Les Lions indomptables, qui ont échoué à se qualifier pour la prochaine Coupe du monde 2026, débutent, mercredi 24 décembre, en Coupe d’Afrique des nations (CAN) 2025, par un match contre le Gabon. Avant de se rendre au Maroc, entre un passage par Yaoundé pour assister à la finale de la Coupe du Cameroun et un crochet par Doha, au Qatar, pour assister à la cérémonie The Best de la Fédération internationale de football (FIFA), le meilleur buteur de l’histoire de son pays s’est autorisé un court passage à Paris, le 15 décembre, où il s’est entretenu avec Le Monde.
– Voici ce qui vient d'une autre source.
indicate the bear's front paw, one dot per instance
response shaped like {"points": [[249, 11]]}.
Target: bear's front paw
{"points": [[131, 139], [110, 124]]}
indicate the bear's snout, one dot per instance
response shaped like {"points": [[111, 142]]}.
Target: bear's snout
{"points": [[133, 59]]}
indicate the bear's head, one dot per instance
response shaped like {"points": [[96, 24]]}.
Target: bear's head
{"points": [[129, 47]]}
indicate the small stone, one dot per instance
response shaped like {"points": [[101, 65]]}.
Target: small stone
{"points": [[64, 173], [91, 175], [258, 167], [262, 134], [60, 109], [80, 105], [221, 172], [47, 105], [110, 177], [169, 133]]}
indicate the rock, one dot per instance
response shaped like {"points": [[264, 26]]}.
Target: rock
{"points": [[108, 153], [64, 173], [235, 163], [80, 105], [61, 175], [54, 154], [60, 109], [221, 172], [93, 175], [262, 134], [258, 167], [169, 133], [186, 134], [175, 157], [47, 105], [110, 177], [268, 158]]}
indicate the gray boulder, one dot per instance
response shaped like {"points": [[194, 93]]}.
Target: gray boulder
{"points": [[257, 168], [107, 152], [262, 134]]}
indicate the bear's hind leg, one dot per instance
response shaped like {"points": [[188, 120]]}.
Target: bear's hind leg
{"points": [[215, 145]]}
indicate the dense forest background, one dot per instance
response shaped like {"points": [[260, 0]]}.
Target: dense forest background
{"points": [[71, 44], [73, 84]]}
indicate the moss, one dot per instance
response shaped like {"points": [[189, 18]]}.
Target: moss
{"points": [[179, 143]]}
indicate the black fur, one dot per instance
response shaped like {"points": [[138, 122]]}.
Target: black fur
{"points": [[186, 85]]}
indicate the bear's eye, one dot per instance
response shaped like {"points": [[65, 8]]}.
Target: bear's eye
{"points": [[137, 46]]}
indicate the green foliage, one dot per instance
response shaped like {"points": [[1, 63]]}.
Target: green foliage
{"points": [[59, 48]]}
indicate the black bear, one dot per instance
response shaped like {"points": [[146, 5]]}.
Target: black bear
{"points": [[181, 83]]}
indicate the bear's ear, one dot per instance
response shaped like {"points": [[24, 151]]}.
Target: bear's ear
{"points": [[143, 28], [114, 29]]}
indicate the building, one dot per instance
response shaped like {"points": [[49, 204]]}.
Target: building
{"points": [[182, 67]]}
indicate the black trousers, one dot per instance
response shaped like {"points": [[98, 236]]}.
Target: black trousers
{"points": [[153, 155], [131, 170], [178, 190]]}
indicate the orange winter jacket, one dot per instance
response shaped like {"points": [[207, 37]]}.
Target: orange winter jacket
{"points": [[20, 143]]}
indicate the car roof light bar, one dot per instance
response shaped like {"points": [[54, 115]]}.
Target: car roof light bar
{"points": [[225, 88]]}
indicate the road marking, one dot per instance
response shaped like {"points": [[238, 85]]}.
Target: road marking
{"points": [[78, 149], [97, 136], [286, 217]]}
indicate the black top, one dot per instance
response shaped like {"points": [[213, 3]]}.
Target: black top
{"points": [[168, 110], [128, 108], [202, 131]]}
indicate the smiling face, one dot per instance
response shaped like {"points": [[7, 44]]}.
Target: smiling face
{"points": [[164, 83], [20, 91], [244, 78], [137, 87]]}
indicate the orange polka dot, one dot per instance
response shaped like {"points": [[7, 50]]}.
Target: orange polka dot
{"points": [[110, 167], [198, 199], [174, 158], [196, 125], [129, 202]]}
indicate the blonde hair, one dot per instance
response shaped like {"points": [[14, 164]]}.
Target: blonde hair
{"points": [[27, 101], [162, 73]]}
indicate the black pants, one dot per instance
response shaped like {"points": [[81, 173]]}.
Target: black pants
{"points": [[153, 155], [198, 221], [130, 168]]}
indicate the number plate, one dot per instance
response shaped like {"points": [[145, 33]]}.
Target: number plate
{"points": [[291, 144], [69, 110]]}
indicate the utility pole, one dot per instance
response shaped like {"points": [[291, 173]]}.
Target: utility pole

Quel objectif avez-vous fixé aux Lions indomptables pour cette CAN ?
Notre première victoire serait de connaître une compétition sans souci majeur. Lors de la CAN en Côte d’Ivoire [en 2024], on a connu des problèmes extrasportifs qui n’ont pas permis à l’équipe d’être performante. Ça a été une bonne leçon et c’est maintenant derrière nous. On a perdu beaucoup de temps, donc on ne se fixe pas d’objectif. Mais on reste le Cameroun : on va donner le meilleur de nous-mêmes et essayer d’aller le plus loin possible.
Vous avez changé de sélectionneur à trois semaines de la compétition, en remplaçant le Belge Marc Brys par un entraîneur camerounais, David Pagou. N’est-ce pas risqué ?
Lors de la dernière CAN, la Côte d’Ivoire a changé de sélectionneur deux semaines après le début de la compétition et son équipe l’a remportée. Donc ça ne veut rien dire. David Pagou a été nommé meilleur entraîneur du Cameroun par ses pairs, il vit avec le groupe depuis plusieurs mois et le connaît très bien. Il n’est pas arrivé là du jour au lendemain.
Il était important que le nouveau sélectionneur soit camerounais ?
Sur les neuf équipes africaines qui disputeront la prochaine Coupe du monde, sept se sont qualifiées grâce à un entraîneur de leur pays. Il faut aussi créer ce rêve chez nous, que les footballeurs d’aujourd’hui se disent qu’ils auront l’opportunité, demain, de devenir entraîneur de la sélection.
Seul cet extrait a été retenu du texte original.